The Republic, something of a sequel to Townshend’s earlier book on the 1916 rebellion, is a fine history of the Irish independence struggle from 1917 to 1923. It was a novel take on the period, for me, because of its close consideration of the political as well as the military aspects of the struggle.
By Townshend’s account the political aspects of the struggle were decisive in ensuring its success. By this account the refusal of Sinn Fein to take up seats in Westminster and instead establish an Irish parliament in Dublin was no mere empty gesture. Rather it was a political gambit to obtain Irish self-rule after efforts towards this end over the previous 75 years had been sabotaged by British and Unionist interests.
The efforts of Collins in particular, Cosgrave and Stack to establish the “shadow state’s” finances, local government and courts gave even more concrete expression to the idea of a republic espoused by the first Dail, particularly in those areas where Irish military activity had destroyed British institutions and so carved out considerable space for nascent Irish political institutions to function.
Mulcahy, in spite of his brutal decisions during the post-Independence Civil War, which included his support for the reprisal murder of prisoners of war, many of them former comrades from the struggle against the British, comes out of the account relatively positively as a man committed to civil authority and the establishment of democratic control of the army. Indeed, in the light of these principles those brutal decisions become much more understandable, though still repellant: at a certain level Mulcahy must have felt he was dealing with traitors to those democratic principles.
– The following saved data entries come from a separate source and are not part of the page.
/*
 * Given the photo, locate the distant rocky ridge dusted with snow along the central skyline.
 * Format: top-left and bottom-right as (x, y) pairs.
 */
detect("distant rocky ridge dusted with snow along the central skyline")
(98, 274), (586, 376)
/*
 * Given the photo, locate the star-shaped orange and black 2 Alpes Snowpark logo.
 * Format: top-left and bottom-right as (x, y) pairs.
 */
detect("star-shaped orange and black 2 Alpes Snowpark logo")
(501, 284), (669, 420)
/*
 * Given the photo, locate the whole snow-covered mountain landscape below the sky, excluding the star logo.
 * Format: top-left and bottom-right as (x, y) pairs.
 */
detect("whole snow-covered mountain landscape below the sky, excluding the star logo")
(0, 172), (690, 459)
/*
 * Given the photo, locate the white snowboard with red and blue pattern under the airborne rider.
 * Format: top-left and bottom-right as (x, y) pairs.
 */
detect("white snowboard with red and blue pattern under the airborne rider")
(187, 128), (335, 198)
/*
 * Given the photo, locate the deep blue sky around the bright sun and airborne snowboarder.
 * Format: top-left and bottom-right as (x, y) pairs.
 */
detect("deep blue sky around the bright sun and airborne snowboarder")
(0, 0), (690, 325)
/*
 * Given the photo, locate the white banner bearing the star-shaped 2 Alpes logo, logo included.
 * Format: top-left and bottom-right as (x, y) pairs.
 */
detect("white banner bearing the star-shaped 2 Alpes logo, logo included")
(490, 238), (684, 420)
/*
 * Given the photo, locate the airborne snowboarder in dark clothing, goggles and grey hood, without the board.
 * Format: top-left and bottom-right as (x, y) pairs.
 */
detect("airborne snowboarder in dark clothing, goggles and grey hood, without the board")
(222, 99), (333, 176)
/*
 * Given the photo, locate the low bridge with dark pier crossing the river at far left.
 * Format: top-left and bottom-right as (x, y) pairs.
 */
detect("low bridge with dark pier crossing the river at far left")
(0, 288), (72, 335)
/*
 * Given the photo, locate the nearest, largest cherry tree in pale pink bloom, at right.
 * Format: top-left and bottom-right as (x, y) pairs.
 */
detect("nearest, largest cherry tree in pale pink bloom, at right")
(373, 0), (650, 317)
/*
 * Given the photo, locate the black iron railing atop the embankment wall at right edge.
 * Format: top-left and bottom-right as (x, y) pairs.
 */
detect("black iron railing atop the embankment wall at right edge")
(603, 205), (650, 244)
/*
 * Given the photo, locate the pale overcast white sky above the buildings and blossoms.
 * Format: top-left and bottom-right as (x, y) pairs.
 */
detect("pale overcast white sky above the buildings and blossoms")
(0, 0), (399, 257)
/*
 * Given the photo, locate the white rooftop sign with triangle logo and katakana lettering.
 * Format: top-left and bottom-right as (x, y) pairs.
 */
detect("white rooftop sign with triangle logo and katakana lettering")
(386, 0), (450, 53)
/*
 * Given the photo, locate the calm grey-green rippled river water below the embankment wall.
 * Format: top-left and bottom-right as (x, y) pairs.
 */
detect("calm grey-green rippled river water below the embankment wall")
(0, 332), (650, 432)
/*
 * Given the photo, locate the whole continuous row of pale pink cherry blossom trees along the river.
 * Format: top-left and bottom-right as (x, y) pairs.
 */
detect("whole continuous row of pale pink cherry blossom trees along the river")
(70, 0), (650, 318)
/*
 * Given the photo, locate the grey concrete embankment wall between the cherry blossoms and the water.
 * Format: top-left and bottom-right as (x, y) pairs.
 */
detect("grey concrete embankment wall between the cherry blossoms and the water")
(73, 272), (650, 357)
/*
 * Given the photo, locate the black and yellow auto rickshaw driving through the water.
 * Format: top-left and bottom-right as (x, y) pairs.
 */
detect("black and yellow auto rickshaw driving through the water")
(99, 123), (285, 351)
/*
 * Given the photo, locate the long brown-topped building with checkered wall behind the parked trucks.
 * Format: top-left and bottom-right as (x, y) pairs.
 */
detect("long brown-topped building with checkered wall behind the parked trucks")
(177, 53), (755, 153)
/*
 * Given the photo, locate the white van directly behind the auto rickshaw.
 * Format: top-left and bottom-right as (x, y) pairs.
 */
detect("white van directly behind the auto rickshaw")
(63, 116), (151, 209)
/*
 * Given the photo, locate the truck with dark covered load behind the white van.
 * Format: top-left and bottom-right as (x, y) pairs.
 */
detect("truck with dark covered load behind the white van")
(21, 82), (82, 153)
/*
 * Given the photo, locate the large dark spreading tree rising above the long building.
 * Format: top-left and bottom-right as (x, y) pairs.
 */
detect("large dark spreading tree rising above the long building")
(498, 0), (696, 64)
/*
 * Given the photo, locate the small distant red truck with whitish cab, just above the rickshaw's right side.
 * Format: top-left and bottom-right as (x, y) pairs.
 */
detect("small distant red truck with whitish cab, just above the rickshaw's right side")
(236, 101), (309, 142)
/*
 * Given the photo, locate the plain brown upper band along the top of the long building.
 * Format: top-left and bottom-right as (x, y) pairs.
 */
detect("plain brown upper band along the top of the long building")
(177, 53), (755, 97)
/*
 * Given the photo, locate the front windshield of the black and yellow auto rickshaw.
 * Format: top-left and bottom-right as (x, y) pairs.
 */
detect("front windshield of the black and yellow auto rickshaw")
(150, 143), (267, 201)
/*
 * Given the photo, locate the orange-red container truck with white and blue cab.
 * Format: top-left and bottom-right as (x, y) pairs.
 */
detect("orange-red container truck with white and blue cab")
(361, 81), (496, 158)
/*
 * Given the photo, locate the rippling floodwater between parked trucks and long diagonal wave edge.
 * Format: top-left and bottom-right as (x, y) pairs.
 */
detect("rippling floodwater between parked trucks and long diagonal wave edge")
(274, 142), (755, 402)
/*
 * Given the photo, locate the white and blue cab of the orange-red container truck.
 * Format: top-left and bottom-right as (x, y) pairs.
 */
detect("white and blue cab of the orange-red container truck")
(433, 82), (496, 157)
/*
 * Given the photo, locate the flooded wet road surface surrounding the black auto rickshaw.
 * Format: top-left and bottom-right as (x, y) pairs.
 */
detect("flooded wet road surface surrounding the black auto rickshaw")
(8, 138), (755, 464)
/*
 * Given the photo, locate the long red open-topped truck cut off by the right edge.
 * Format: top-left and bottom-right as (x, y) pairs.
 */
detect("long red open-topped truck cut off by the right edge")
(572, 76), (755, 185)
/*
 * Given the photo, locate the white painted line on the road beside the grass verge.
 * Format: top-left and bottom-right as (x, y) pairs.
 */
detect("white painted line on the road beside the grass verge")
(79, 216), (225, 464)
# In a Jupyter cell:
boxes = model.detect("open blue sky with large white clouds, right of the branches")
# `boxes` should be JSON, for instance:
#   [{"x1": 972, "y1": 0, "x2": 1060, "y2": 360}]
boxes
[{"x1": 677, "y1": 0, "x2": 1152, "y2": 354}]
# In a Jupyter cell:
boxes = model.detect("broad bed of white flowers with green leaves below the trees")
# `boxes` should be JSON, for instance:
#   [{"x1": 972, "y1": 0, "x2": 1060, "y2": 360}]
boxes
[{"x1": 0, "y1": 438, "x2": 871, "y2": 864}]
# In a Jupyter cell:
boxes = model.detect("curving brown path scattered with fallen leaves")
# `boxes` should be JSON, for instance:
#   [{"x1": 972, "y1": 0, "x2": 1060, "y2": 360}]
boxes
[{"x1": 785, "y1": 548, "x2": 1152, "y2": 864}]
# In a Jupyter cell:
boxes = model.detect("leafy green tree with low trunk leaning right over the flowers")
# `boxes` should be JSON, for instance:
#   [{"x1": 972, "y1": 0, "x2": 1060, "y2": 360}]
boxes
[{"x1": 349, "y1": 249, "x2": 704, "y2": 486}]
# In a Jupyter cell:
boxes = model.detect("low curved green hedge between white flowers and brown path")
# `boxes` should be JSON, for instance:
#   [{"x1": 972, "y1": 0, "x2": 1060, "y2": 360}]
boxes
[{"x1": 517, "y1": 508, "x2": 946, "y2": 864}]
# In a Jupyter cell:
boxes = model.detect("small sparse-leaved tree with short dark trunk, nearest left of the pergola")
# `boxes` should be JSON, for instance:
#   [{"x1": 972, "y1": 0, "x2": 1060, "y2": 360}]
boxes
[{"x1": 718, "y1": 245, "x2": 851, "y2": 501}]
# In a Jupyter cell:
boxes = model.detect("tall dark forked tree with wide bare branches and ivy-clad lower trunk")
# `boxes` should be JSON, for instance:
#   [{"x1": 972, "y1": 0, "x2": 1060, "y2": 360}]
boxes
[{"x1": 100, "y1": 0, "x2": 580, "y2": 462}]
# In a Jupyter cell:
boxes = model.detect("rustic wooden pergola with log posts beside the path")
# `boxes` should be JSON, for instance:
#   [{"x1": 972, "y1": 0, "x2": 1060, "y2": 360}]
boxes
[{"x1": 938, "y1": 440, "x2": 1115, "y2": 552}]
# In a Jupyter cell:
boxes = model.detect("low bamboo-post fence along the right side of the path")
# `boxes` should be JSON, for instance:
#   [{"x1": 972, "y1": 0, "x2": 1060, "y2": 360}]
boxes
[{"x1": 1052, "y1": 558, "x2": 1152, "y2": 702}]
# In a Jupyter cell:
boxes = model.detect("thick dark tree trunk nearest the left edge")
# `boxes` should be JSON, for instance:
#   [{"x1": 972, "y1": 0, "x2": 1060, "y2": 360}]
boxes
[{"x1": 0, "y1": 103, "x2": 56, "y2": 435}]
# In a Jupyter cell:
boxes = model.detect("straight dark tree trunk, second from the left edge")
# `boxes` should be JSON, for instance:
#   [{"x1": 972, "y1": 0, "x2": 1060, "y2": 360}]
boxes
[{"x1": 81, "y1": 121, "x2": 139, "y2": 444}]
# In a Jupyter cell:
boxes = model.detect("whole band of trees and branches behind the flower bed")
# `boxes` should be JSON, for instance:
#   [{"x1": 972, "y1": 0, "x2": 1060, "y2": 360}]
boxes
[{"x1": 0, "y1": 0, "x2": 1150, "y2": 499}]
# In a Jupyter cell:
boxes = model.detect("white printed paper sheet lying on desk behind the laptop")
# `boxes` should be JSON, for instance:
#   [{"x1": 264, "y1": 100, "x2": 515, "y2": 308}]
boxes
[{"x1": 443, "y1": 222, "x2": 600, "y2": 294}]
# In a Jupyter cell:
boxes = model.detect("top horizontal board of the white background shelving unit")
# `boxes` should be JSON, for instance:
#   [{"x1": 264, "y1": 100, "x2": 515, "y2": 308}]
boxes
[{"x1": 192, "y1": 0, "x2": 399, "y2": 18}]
The book reminds the reader of how history repeats itself, first as tragedy, second as farce. The Provisional IRA and post 1969 Sinn Fein aped many of the initiatives of the first Dail revolutionaries but with none of the substance: their political wing were “absentionist”, refusing like the first Dail members, to take their seats in Westminster if elected, without having the popular support or intellectual capacity to establish a “Shadow State” to replace the institutions which made British rule a reality. Most farcical they continued to claim legitimacy from the second Dail, all subsequent elections being “illegitimate” because of partition. In latter years, Adams and McGuinness made regular pilgrimages to the home of Tom Maguire, the last survivor of the 2nd Dail Executive, and hence in their eyes the “legitimate” government, to receive his imprimatur on political decisions and military initiatives. In a very real sense the Provisionals claimed divine right to wage war while the first Dail strove for democratic rights.
I have a few quibbles with the book: Townshend persists with the hackneyed view that Collins had the option to run the ambush at Beal na mBlath rather than “fight into it”. Hence he concludes, unfairly I think, that Collins brought his own death on himself. (For more on this, if you’re interested, see my earlier blog, “Stop and we’ll fight them”) Elsewhere, perhaps more justifiably, he refuses to come to conclusions on key controversies of the period such as the circumstances of the final massacre at Kilmichael, or how many innocents were caught up in the killings of intelligence officers on Bloody Sunday morning. In both these instances he notes the controversies but does not come to a particular conclusion. Paradoxically though, while he is certainly familiar with it, he does not explicitly consider the material from the Bureau of Military History on the Intelligence war that underpinned Coogan’s, Dwyer’s and Foy’s assessments Bloody Sunday.
Nevertheless the book is a fine account of the period combining narrative and thematic discussions to provide a compelling account of the period.